申告書は、税務署へ提出された最終結果です。しかしM&Aで重要になるのは、「なぜその調整をしたのか」「その調整は翌期以降どう解消していくのか」「買収後も残り続ける論点なのか」といった点です。

税務DDでは、別表を読むだけでは足りません。会計処理、契約書、議事録、元帳、固定資産台帳、過去の顧問税理士のメモまで確認し、税務調整の根拠を一つひとつ追っていく必要があります。

税務調査履歴は、将来リスクの手がかりになる

対象会社に過去の税務調査がある場合、その履歴は必ず確認しておきたいところです。

確認すべき資料は、次のとおりです。

  • 税務調査の事前通知資料
  • 調査対象税目・対象期間
  • 税務署からの指摘内容
  • 修正申告書
  • 更正通知書
  • 加算税・延滞税の賦課決定通知書
  • 税務代理人の意見書・説明資料
  • 調査後に社内で改善した内容
  • 同じ処理が現在も継続していないか

国税庁の税務調査手続FAQでは、調査の結果、更正決定等をすべき非違がある場合には、原則として修正申告等が勧奨されること、その勧奨に応じるかどうかは納税者の任意であり、応じない場合には調査結果に基づき更正等の処分が行われることが示されています。
出典:国税庁|税務調査手続に関するFAQ(一般納税者向け)

税務DDで大切なのは、過去にいくら追加で納税したか、という点だけではありません。
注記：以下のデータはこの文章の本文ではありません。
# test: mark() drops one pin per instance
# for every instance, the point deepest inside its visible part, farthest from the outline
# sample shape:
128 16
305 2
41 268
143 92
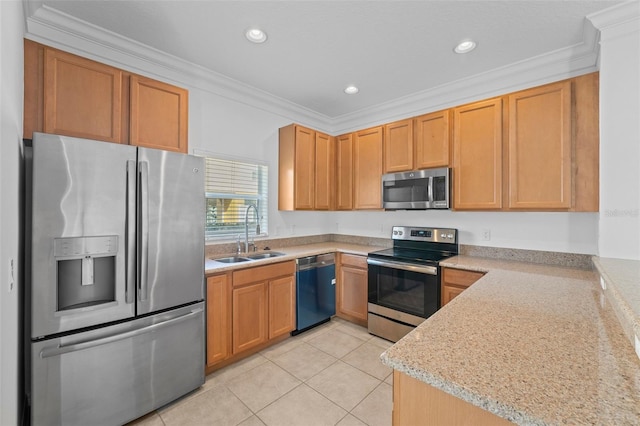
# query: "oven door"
405 287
その指摘が「過去だけの一過性の誤り」だったのか、それとも「現在も続いている処理の問題」なのかを見極めることです。

たとえば、交際費の区分誤りが過去に指摘されているにもかかわらず、いまも参加者・目的・相手先の記録が残っていないのであれば、同じリスクが継続していると考えるべきでしょう。役員給与の改定時期や事前確定届出給与について指摘を受けている場合には、現在の役員報酬設計や議事録の管理も併せて確認する必要があります。消費税の課税区分誤りがあったのなら、いまの会計システムの税区分設定まで確認しておかなければ、買収後も同じ誤りが繰り返されてしまいます。

税務調査履歴は、過去の失敗記録ではなく、対象会社の税務管理体制を映し出す資料だと言えます。

繰越欠損金は「残高」ではなく「使えるか」を見る

繰越欠損金がある会社を買収する場合、買い手は、欠損金による将来の税負担軽減効果を期待することがあります。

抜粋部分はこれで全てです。